Alvin Lucier

By Amelia Kahl & Spencer Topel
Aug 01, 2018

5 Graves to Cairo
Underground sound installation

The Bema

5 Graves to Cairo was located in the Bema, an outdoor amphitheater built in 1882, which served as the commencement site for generations of Dartmouth graduates. With its natural beauty and sense of seclusion, the Bema conjures images of ceremony and ritual. The grotto further isolates the space sonically, providing an unusually quiet environment despite its central location on campus.

The title of this work was borrowed from the 1943 Billy Wilder film of the same name, a World War II espionage drama based on Lajos Biró’s novel Hotel Imperial, about a British spy searching for five supply depots buried in the Egyptian desert. Lucier, in turn, buried five loudspeakers in oil drums, creating hidden sound sources that were audible yet invisible to visitors. Moving across the outdoor space, listeners experienced the sounds of pure waves slowly spinning from speaker to speaker in semi-random patterns, and one’s location affected how the sounds were perceived.

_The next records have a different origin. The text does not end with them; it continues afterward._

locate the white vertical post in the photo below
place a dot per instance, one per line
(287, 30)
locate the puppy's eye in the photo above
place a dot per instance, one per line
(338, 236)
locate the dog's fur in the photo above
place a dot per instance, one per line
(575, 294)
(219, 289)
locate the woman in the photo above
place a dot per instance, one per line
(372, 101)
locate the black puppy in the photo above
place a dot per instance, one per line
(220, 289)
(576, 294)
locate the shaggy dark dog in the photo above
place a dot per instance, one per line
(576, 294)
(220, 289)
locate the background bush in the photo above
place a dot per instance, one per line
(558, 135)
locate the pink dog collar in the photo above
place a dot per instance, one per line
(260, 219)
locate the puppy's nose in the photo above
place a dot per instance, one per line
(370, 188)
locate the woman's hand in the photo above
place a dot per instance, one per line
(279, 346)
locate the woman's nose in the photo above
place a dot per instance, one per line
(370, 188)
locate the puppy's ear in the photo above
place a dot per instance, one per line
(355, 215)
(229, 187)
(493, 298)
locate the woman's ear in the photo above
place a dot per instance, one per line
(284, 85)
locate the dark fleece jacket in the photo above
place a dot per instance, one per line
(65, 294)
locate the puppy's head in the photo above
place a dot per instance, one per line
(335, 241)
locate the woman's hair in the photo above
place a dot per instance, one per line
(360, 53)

Lucier is often cited as one of the pioneers of sound art, and 5 Graves to Cairo extends his collection of impressive conceptual performance and sound installations, which spans more than fifty years and includes important works such as Music for Solo Performer (1965), I’m Sitting in a Room (1970), and Music on a Long Thin Wire (1977). 5 Graves is the only Lucier piece to date that utilizes an underground sound source.

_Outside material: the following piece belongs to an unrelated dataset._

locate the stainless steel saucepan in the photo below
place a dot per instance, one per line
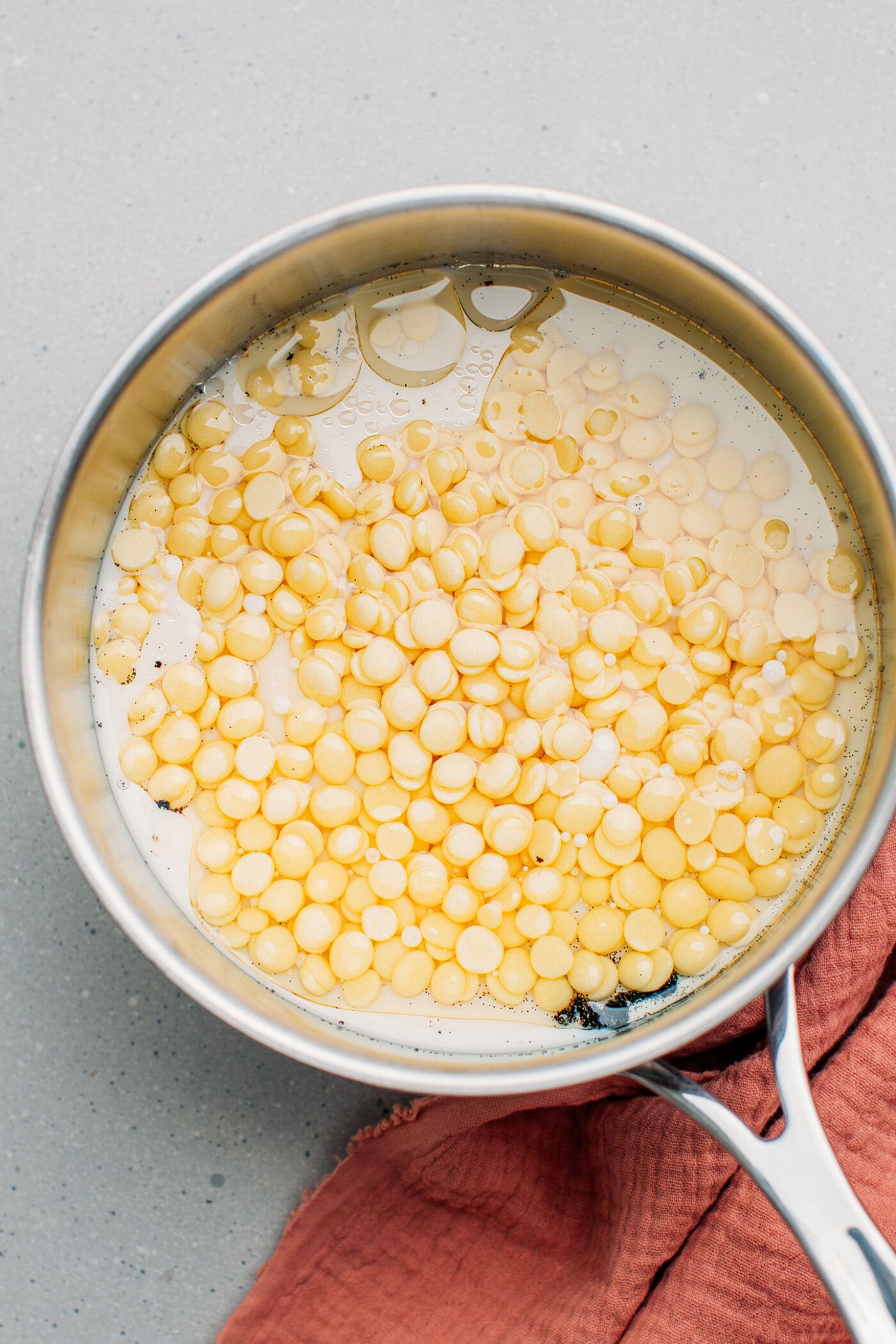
(732, 312)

Alvin Lucier (born 1931) lectures and performs extensively in Asia, Europe, and the United States. He was educated in Nashua, New Hampshire, public and parochial schools; attended the Portsmouth Abbey School, Yale University, and Brandeis University; and spent two years in Rome on a Fulbright Scholarship. From 1962 to 1970, he taught at Brandeis, where he conducted the Brandeis University Chamber Chorus. From 1968 to 2011, he taught at Wesleyan University, where he was John Spencer Camp Professor of Music.

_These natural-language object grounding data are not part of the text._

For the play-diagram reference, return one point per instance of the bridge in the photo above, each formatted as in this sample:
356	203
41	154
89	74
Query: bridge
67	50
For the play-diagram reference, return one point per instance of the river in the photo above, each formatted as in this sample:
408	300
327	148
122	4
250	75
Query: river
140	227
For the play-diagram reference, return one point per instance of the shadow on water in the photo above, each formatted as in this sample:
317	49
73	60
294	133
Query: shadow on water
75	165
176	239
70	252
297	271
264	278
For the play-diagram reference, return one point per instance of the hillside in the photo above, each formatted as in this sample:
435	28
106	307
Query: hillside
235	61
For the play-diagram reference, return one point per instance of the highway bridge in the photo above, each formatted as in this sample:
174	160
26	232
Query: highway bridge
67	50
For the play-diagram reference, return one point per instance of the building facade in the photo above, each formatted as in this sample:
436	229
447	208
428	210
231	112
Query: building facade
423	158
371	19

Lucier received a Lifetime Achievement Award from the Society for Electroacoustic Music in the United States, and an Honorary Doctorate of Arts from the University of Plymouth, England. In November 2011, Wesleyan University marked Lucier’s retirement with a three-day festival of his works. In October 2014, the Stedelijk Museum, Amsterdam, honored him with a three-day festival of his works. And in October 2016, the University of Zurich, Switzerland, hosted a four-day celebration of his 85th birthday.

The Contributors

  • Amelia Kahl Headshot

    Amelia Kahl is the associate curator of academic programming at the Hood Museum of Art. She runs the museum’s Bernstein Center for Object Study and teaches with the museum’s 65,000-object collection across the Dartmouth curriculum. Her exhibition projects for the Hood have included "Water Ways: Tension and Flow" (2015), "The Stahl Collection" (2015, co-curated with Barbara MacAdam, Jonathan L. Cohen Curator of American Art), and "Emmet Gowin Dreams of Stars" (2014).

  • Topel Headshot

    Spencer Topel creates installations and performance pieces that are immersive experiences, fusing sound, visual components, and interactive expression. Trained in music conservatories as a composer and violinist, he produced work for orchestral and chamber ensembles for over twenty years. In 2011 he collaborated with sculptor Soo Sunny Park on a yearlong installation titled Capturing Resonance, presented at deCordova Sculpture Park and Museum in Lincoln, Massachusetts. Since then, Topel’s practice has expanded to include visual art in a distinctive body of work that engages artwork as observer and listener, where installations gain agency in the interactions between visitors and environments.